Está a chegar o dia 31 de Março: os Cabeceirenses, irão assistir a um Evento como poucas ou nenhuma vez se fez em Cabeceiras de Basto. Primeiro é relembrar os músicos que desde a fundação da nossa Banda, foram ficando pelo caminho, quase a dois Séculos de distância, mas que cada um, com o seu gosto pela Arte dos sons e das cores, trouxeram até aos nossos dias a nossa Banda de Música, levando a todos os cantos e recantos do nosso país e não só, a nossa Cultura, sabe-se lá com que sacrifícios. Tantos percorreram esse caminho?
Nesse dia, lá estarão os nossos antigos colegas, sorrindo, contentes, por serem lembrados, já que a nossa vida não se resume na morte do corpo. Há quem não saiba ou não acredite que a nossa vida não acaba aqui, se acaba-se que futuro era o nosso? A nossa alma, é este bocado de lama que cada um carrega para sustentar o Espírito.
Da nossa alma faz parte aquilo que fizemos e quantos não deixamos tudo feito, para aquilo que fomos enviadas e teremos de cá voltar para nos completarmos.
Diz-nos a Bíblia no livro dos Cânticos de Salomão, que todo o animal é uma alma vivente e toda ela tem o mesmo destino, o pó. Por isso ele diz: come o teu pão e bebe o teu vinho com alegria, pois debaixo do Sol, a tua alma nada mais logrará, mas o teu espírito, esse sim, é o que viverá.
Então os nossos colegas lá estarão a abraçar-nos por nos termos lembrado deles e nos acompanharão, desde o jardim até ao Mosteiro onde se realizará uma Missa em acção de graças em sua memória. Nesse mesmo dia, haverá um almoço de confraternização de músicos que fizeram parte da nossa Banda, mas que ainda estão vivos. Tudo isto está a ser organizado pelo nosso preclaro amigo, Baltazar Mendes, filho do nosso querido Maestro António Mendes já há algum tempo desaparecido do nosso convívio, que deu á nossa Banda, tudo quanto tinha para dar.
Encheu de música nova a Banda velha, num esforço Hercúleo, para poder manter em forma a sua menina, a nossa Banda e disso foi capaz. Deu um novo timbre, uma nova maneira de atacar as notas musicais, modernizando a maneira de tocar como se usa e não mais se perca.

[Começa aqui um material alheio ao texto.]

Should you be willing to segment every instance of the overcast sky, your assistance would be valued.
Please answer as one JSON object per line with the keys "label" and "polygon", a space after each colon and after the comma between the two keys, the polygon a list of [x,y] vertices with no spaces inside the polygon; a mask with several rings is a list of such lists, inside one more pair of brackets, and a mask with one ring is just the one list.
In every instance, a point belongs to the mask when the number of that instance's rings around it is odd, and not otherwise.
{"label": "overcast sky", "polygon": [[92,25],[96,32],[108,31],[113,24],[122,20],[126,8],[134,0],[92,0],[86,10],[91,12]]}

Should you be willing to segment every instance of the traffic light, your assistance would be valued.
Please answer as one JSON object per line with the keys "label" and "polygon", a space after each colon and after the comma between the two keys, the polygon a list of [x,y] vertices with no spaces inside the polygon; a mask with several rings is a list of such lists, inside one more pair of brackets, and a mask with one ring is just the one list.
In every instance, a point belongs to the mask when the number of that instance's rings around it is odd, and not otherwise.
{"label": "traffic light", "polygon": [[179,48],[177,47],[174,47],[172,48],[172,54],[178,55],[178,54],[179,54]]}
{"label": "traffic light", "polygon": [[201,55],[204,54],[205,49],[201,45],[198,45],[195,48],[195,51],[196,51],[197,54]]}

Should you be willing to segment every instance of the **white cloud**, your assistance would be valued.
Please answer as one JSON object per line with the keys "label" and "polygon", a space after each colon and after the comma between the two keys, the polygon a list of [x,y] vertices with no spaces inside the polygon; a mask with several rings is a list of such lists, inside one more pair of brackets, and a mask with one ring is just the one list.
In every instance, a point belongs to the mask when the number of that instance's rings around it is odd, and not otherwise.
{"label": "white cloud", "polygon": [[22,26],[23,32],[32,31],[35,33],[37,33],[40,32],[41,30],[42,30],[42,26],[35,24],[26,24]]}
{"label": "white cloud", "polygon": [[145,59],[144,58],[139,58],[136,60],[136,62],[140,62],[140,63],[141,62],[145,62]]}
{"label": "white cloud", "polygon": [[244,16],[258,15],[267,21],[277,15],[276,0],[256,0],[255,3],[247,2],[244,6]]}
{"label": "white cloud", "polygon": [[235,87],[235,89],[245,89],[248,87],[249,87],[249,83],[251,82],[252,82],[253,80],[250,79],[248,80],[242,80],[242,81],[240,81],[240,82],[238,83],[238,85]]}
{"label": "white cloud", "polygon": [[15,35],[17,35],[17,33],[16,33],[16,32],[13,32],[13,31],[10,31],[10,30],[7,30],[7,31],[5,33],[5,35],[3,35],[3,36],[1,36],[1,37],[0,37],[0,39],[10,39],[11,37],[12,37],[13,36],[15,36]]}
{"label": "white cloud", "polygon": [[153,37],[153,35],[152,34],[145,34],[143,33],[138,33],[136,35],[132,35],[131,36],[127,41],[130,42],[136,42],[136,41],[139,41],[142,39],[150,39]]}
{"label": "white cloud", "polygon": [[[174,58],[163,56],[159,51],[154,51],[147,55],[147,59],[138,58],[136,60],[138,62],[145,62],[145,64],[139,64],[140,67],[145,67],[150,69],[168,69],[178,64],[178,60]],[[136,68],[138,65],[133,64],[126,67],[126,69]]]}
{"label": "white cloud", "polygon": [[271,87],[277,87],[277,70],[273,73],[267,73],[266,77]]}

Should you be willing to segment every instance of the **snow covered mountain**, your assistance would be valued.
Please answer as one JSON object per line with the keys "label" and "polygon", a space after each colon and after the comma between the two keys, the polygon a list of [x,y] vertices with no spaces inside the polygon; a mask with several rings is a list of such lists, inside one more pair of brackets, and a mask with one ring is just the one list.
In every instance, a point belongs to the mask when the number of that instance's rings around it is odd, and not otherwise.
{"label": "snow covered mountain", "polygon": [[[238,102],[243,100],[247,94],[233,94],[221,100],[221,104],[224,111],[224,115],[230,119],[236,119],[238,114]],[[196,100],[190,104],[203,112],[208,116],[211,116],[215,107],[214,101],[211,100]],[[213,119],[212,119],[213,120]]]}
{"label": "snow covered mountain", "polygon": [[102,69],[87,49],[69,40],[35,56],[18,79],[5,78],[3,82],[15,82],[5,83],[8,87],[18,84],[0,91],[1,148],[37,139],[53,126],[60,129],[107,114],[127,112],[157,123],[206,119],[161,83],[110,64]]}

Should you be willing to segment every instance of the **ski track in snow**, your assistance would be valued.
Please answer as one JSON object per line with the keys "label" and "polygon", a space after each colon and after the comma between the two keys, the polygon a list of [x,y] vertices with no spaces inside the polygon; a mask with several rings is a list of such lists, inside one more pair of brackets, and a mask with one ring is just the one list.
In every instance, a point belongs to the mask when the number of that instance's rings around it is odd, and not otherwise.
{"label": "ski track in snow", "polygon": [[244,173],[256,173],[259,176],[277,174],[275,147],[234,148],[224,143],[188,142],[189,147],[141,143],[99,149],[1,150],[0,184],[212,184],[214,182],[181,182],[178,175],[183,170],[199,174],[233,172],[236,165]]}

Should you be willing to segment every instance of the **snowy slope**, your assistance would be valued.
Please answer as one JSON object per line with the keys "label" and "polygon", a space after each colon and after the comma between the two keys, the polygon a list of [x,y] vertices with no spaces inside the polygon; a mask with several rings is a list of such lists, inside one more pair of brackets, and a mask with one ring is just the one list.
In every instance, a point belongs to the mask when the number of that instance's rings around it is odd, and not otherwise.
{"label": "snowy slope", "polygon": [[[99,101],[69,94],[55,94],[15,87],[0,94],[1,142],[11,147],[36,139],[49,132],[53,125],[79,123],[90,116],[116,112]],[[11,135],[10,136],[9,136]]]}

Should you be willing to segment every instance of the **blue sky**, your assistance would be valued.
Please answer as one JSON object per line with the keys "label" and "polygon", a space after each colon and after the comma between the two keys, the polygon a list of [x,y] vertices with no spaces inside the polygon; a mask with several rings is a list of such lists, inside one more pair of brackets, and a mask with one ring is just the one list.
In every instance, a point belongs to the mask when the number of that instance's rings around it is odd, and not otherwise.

António Mendes que da Lei da morte se foi libertando, espalhando por toda a parte o dom da sua força do seu engenho e da sua Arte. Dissestes um dia a Apolo e a Orfeu! Vão tocar para o Inferno; porque aqui em Cabeceiras de Basto, quem é o Deus da música, sou Eu.
Portanto, no dia 31 de Março, se Deus quiser, lá estaremos a prestar o nosso preito, as nossas saudades de que nós alegraremos quando outros se lembrem de que a vida é uma sucessão de eventos e que devemos alguma coisa uns aos outros, pois é com muitos e unidos, que as coisas grandes acontecem, assim como aconteceu o nascimento da Banda Cabeceirense.